Climbing to my depths was beyond her nature and ability. I was always in resonance with sounds, carried from far, far away, deep beneath the surface of the earth, that she couldn’t and would never hear. Meanwhile, she did not have depths, but rather heights—and as a man of depths, I was unable ultimately to climb up to or to plausibly understand heights or their purpose in the ways that others have and did.
We loved each other, sure. But we couldn’t integrate with one another. Couldn’t appreciate, much less be enraptured by the clockwork beneath the dial when gazing across at the other’s face.
And to make things even harder—though I think this was harder for her than it was for me, probably as result of whatever inscrutable differences separate us, and that I can’t describe precisely because they’re so inscrutable to each of us—I knew that many others could fill such a role for her, yet I struggled even to aspire to the climb, and she conversely knew I could be and had been reached in that way only under the most obscure of circumstances, by the most dedicated of adventurers, perhaps only once before, and by someone else.

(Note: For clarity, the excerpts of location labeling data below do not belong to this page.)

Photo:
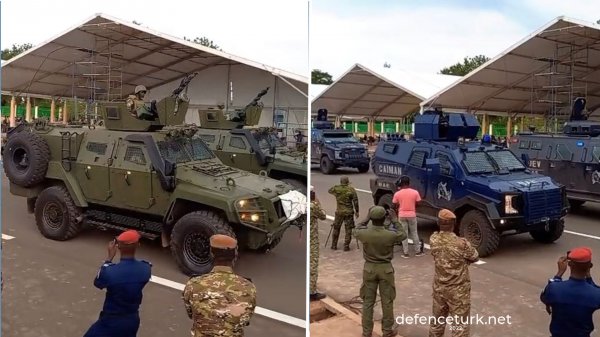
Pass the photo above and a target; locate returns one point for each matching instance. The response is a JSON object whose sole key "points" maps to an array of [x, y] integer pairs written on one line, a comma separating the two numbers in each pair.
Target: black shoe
{"points": [[317, 296]]}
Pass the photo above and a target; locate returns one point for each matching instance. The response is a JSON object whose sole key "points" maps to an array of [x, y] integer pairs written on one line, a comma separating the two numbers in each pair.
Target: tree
{"points": [[469, 64], [205, 42], [16, 49], [321, 77]]}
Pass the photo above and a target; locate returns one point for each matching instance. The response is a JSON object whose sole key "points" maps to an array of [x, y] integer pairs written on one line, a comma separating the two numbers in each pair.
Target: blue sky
{"points": [[424, 36]]}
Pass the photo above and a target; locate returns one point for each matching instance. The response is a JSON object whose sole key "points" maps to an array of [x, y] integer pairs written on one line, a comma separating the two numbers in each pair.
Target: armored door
{"points": [[92, 167], [131, 176]]}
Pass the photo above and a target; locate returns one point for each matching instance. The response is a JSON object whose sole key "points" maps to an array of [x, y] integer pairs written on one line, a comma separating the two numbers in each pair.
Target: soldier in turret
{"points": [[136, 105]]}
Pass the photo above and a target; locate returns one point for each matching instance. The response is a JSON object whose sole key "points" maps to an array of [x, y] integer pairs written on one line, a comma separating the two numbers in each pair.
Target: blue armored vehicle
{"points": [[488, 188], [572, 158], [332, 148]]}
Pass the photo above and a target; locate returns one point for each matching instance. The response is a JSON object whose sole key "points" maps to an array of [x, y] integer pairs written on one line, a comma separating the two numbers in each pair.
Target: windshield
{"points": [[506, 160], [266, 140], [491, 161], [183, 150], [339, 138]]}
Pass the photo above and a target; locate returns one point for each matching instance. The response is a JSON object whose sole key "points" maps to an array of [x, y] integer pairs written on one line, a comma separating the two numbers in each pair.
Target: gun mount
{"points": [[237, 119], [437, 126]]}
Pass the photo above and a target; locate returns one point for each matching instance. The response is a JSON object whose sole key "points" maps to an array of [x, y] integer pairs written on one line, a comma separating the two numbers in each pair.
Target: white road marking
{"points": [[584, 235], [259, 310], [428, 247]]}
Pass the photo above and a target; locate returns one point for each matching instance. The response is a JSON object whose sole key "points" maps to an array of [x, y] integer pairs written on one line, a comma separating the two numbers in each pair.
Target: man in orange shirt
{"points": [[406, 200]]}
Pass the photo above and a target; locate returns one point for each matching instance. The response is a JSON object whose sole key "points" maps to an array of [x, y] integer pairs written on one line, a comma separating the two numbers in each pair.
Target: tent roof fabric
{"points": [[146, 57], [362, 92], [534, 75]]}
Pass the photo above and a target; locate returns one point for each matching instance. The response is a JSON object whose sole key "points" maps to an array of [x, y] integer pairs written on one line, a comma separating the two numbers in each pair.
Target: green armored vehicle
{"points": [[237, 143], [155, 176]]}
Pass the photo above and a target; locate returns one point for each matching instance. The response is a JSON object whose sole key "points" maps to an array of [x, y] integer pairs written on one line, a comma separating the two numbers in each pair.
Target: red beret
{"points": [[580, 254], [129, 237]]}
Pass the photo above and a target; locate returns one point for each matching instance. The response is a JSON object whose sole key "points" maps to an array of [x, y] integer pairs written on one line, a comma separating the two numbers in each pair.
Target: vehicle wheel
{"points": [[575, 205], [190, 244], [299, 185], [25, 159], [327, 167], [554, 232], [56, 214], [475, 227]]}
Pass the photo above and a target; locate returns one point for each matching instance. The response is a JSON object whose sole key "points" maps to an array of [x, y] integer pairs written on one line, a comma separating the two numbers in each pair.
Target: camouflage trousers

And this was painful for her, even if it didn’t and couldn’t ever have been sustained for the same reason that tsunamis don’t and can’t last forever, that earthquakes pass in seconds, that the largest infernos burn out in time, having consumed everything in their wake…
— § —
But yes, I see. Tonight I see in a new way.
How can I blame her for hating me—knowing, as she knew, that as much as perhaps I loved her, I was not inspired by her. Every woman wants to be the muse. Every man wants to be the hero.
We were just not these things to each other.
Perhaps it’s an adolescent wish, yes.
But there’s a difference between, on the one hand, growing old as a couple knowing that once you were these things to each other even if you’ve long since outgrown them, and on the other hand, knowing that you’ve never been and never could or would be these things to each other—that in fact each of you is forever to be haunted by the dim yet startlingly viscous light and shadow of what others perhaps could be or already have been.
What do you do with that?
— § —
Even as I sit here—middle-aged and racing toward “golden years,” knowing that all of this is in the past—that for me all of these artifacts are things only to remember, and never really to be felt again—it is difficult to move entirely beyond the imprint of the feelings that once were.
She longed to dwell in the memory of my skin, of my breath, of my heartbeat. It wasn’t possible. It hurt her. It still wasn’t possible. Those things, for me, are primordial; I can’t grant access to them. They must be unlocked through alchemical reactions that even I don’t understand, but that I at least know are esoteric and obscure, metronomic and preternatural.
I am led by reading to understand that this is a passion that is meant, in the Christian tradition—particularly that of the East—to be felt by all for God. Perhaps if that had been the case for us, things for us would have been different. I have no insight into such matters at this time.
— § —
I sit here, struggling to breathe, having listened to Stella Maris now nonstop for going on two hours, as one feels the rhythm of chants in a monastery. Everything around me is transparent, has dissolved into mist illuminated by hints of coronal moonlight; I can pass my hand through wood, rock, metal, and universe—for a moment—without resistance.
For the first time in many years, I remember myself, and such things inevitably lead to new understanding.
And so, having written this, I am blank. Not in body or soul, but in mind.
— § —
Do you ever get the feeling that you have accidentally, perhaps due to poor judgment and lack of exercise, or some other absurdly quotidian factor, lived the wrong life?
That everything that is—is not what was meant to be?